Causal learning allows humans to predict the effect of their actions on the known environment and use this knowledge to plan the execution of more complex actions. Such knowledge also captures the behaviour of the environment and can be used for its analysis and the reasoning behind the behaviour. This type of knowledge is also crucial in the design of intelligent robotic systems with common sense. In this paper, we study causal relations by learning the forward and inverse models based on data generated by a simulated robotic arm involved in two sensorimotor tasks. As a next step, we investigate feature attribution methods for the analysis of the forward model, which reveals the low-level causal effects corresponding to individual features of the state vector related to both the arm joints and the environment features. This type of analysis provides solid ground for dimensionality reduction of the state representations, as well as for the aggregation of knowledge towards the explainability of causal effects at higher levels.

Figures (5)

• Figure 1: General forward model architecture. The linear layer denotes a fully connected layer with linear activation; hidden layers are $\tanh$-activated. $\dim(\hbox{$\bm{\cdot}$})$ in the I/O layers designates their size.

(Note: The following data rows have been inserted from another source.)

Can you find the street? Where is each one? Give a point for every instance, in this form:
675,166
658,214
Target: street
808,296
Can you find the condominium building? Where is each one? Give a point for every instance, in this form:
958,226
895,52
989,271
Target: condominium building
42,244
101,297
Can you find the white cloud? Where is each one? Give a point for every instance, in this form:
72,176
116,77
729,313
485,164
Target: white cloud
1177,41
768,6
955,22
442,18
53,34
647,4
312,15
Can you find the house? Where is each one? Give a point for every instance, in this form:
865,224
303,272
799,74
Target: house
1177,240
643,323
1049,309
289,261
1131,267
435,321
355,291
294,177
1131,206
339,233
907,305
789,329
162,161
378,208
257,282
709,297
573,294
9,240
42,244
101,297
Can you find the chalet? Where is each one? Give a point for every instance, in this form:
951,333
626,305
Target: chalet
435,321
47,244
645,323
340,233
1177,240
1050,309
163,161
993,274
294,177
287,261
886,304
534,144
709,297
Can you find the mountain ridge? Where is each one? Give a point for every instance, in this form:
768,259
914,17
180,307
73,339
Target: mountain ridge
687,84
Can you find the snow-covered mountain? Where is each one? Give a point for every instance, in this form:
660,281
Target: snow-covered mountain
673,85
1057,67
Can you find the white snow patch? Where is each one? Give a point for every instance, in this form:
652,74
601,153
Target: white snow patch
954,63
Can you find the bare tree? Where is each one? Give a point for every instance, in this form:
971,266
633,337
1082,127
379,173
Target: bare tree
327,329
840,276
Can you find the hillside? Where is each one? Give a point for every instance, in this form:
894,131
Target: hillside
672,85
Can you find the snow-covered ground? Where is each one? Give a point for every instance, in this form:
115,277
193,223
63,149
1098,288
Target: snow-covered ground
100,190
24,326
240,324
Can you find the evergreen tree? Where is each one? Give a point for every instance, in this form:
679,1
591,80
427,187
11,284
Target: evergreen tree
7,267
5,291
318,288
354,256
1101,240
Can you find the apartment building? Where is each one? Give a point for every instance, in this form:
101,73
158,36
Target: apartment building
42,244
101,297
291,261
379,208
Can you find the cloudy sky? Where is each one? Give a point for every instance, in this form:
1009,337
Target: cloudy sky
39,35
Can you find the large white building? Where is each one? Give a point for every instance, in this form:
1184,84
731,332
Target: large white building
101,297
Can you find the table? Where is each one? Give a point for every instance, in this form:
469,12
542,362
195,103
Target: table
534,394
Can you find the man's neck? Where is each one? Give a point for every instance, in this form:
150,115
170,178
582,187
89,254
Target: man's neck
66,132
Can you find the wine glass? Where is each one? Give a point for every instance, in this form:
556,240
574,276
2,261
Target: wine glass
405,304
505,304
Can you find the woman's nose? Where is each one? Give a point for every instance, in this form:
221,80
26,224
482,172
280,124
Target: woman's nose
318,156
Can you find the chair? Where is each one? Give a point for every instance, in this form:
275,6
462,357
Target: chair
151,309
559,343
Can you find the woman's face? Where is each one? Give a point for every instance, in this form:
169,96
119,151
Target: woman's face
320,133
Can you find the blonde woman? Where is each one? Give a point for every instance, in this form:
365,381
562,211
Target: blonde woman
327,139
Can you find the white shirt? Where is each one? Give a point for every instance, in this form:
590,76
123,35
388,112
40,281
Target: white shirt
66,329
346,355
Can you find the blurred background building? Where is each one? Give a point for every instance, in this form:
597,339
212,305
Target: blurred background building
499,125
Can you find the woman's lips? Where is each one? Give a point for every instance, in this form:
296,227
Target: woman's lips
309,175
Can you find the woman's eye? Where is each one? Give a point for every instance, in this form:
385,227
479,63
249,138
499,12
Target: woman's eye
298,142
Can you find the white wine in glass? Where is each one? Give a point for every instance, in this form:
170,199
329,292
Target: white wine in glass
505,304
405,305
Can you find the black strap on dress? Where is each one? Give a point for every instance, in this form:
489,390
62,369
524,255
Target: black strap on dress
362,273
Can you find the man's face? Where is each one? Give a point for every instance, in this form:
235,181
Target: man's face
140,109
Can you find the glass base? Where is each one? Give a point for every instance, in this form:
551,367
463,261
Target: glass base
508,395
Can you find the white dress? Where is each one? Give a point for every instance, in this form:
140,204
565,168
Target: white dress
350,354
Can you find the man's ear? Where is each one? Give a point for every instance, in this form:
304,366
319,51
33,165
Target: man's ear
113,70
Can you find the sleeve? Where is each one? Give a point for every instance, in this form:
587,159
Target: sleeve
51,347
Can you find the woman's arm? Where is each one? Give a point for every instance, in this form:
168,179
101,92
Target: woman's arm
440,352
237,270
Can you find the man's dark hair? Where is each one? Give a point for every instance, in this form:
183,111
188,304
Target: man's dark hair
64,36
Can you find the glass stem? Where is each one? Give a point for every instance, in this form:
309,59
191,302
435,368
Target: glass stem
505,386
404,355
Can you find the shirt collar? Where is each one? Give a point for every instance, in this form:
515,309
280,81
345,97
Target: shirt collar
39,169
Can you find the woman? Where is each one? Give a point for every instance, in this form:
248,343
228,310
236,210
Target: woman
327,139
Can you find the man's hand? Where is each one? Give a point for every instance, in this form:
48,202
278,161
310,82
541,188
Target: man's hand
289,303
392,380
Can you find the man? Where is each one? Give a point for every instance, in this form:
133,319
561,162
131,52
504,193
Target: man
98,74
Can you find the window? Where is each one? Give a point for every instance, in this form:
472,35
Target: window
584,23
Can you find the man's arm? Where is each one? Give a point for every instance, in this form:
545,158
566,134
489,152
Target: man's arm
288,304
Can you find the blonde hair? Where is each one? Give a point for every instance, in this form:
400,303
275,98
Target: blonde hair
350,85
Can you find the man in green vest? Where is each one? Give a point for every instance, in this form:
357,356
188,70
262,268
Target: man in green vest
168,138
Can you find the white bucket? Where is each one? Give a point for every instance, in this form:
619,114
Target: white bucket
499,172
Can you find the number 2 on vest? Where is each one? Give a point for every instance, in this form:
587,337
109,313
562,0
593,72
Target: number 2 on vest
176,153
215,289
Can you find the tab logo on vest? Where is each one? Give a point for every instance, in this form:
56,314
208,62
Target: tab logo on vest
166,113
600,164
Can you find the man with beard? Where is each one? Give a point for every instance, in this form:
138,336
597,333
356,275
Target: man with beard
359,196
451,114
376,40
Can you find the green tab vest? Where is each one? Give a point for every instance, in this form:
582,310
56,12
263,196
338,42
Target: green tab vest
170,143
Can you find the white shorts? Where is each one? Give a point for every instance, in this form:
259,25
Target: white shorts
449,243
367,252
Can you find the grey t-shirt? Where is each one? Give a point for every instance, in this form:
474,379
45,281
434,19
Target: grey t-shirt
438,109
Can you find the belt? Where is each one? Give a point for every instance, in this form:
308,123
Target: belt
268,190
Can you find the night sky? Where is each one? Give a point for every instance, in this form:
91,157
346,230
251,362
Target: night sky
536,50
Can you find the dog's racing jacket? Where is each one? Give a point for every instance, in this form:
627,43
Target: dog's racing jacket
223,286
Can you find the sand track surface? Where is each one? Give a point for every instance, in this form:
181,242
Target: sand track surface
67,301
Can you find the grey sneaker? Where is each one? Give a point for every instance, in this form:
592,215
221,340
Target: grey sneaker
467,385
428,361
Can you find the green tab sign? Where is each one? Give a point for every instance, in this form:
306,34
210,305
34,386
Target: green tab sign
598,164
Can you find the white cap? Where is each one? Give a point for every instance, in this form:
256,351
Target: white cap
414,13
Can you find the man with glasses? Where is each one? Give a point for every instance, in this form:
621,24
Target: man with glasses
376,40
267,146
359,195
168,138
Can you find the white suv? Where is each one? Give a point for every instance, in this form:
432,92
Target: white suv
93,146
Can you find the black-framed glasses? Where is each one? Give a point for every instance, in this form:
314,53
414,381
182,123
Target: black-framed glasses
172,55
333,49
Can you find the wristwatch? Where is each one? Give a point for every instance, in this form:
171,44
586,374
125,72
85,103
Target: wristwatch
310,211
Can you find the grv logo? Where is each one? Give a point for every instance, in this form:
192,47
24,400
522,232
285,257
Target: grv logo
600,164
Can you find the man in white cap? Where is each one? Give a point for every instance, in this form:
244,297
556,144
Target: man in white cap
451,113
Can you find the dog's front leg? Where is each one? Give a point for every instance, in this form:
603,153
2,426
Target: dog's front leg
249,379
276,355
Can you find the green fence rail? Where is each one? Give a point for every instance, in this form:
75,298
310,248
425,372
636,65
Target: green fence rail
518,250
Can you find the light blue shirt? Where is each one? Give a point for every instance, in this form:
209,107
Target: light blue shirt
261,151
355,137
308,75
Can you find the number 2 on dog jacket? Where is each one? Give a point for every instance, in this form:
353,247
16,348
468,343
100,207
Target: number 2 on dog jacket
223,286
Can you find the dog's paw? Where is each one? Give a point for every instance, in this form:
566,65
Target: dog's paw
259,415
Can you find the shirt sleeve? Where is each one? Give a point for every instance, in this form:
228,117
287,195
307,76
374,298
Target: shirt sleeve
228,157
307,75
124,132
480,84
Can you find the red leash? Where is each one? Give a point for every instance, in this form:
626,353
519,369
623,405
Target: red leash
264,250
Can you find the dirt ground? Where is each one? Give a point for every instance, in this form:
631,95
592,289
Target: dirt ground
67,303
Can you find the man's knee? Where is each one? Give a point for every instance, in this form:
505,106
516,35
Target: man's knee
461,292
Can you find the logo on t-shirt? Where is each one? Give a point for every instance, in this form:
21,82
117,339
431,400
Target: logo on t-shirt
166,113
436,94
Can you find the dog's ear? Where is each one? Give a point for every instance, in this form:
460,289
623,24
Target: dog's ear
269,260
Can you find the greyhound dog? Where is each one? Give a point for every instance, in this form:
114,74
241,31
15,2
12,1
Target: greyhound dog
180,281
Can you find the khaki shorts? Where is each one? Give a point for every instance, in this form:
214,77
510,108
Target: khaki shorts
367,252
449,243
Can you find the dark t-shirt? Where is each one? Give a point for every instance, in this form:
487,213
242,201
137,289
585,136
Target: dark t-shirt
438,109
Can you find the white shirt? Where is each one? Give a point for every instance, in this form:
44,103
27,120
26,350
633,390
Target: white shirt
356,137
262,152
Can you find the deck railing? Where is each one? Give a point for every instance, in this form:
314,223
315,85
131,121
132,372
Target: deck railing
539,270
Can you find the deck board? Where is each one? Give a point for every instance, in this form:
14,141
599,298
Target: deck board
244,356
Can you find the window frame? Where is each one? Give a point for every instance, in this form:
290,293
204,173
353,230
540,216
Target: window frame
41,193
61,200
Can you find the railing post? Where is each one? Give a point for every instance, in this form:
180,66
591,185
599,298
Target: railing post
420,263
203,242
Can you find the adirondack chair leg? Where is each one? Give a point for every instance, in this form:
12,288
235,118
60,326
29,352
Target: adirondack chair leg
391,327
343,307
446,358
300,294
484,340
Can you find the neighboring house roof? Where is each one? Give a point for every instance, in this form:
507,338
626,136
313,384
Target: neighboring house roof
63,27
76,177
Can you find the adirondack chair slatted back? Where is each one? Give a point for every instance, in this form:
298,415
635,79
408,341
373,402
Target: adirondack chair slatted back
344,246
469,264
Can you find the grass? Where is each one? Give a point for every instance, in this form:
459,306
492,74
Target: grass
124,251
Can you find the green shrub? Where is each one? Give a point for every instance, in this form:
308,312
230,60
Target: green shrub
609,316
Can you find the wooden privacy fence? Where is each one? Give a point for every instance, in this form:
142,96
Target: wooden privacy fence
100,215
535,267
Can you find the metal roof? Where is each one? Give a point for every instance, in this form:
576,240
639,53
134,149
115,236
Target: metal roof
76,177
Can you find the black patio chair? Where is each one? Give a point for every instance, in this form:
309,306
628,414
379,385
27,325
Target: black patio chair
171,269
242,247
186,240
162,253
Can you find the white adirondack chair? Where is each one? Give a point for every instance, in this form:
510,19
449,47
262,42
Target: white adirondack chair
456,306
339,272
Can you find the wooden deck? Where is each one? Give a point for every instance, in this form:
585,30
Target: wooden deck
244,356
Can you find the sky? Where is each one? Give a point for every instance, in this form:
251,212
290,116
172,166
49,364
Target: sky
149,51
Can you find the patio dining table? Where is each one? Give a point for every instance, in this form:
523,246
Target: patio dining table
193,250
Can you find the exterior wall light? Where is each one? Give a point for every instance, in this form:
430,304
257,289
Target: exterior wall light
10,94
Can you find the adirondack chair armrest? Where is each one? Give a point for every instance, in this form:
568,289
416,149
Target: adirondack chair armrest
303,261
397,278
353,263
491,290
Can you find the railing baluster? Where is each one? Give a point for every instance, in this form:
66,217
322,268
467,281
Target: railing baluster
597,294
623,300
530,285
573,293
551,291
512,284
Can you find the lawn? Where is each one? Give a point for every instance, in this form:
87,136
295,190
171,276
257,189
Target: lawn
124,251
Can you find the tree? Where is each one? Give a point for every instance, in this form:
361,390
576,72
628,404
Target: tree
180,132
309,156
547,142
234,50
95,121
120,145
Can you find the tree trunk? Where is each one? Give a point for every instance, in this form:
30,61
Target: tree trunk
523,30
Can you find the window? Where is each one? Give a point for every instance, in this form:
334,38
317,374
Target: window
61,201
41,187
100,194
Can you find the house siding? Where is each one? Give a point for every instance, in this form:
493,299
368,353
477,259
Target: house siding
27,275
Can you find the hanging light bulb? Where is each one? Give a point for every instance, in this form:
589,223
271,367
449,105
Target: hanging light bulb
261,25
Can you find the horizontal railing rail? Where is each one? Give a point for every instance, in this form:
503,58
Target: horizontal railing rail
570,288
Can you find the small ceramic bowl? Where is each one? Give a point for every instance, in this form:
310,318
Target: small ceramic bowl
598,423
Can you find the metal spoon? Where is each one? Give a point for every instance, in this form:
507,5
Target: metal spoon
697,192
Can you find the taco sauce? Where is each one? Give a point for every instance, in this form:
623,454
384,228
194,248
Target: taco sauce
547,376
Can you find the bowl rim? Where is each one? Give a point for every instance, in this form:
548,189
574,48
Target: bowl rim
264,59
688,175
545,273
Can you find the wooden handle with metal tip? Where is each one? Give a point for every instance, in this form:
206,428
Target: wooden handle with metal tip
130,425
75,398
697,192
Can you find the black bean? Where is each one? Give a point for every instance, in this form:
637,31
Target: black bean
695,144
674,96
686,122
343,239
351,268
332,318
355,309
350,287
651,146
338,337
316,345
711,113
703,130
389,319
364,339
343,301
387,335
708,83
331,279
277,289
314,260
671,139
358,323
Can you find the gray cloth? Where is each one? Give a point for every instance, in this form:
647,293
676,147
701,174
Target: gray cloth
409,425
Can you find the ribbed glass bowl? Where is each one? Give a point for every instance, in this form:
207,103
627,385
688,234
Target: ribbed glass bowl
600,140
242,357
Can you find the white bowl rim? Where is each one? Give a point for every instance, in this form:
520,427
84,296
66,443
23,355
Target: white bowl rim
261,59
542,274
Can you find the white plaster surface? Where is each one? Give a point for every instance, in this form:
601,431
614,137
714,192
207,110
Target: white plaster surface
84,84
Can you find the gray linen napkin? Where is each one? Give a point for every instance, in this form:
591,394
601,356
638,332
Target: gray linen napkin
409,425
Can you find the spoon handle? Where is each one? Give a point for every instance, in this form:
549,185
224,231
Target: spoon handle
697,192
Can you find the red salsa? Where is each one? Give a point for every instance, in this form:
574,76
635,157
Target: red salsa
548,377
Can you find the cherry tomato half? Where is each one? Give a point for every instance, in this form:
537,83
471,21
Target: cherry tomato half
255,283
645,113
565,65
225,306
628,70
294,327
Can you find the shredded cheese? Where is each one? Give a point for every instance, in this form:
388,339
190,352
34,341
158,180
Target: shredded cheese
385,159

• Figure 2: Architectures of monolithic IM and IM with $\bm{\theta}(t+1)$ pre-computation pre-network. The linear layer denotes a fully connected layer with linear activation, and hidden layers with ($\tanh$) are $\tanh$-activated. Multipliers next to some layers (e.g., 4x) denote the number of stacked layers of the same type. $\dim(\hbox{$\bm{\cdot}$})$ in some layers designates their size.
• Figure 3: Average MAE and its standard deviation of joint configuration and effector position prediction by the forward model during mental simulation 10 steps ahead.
• Figure 4: Contribution heat map generated by Deep SHAP method on the forward model showing the magnitude of the contribution of specific actions to output features.
• Figure 5: A sample of partial dependence plots generated by Deep SHAP method applied to the forward model showing correlation between a value of a specific action component and its contribution to an output variable.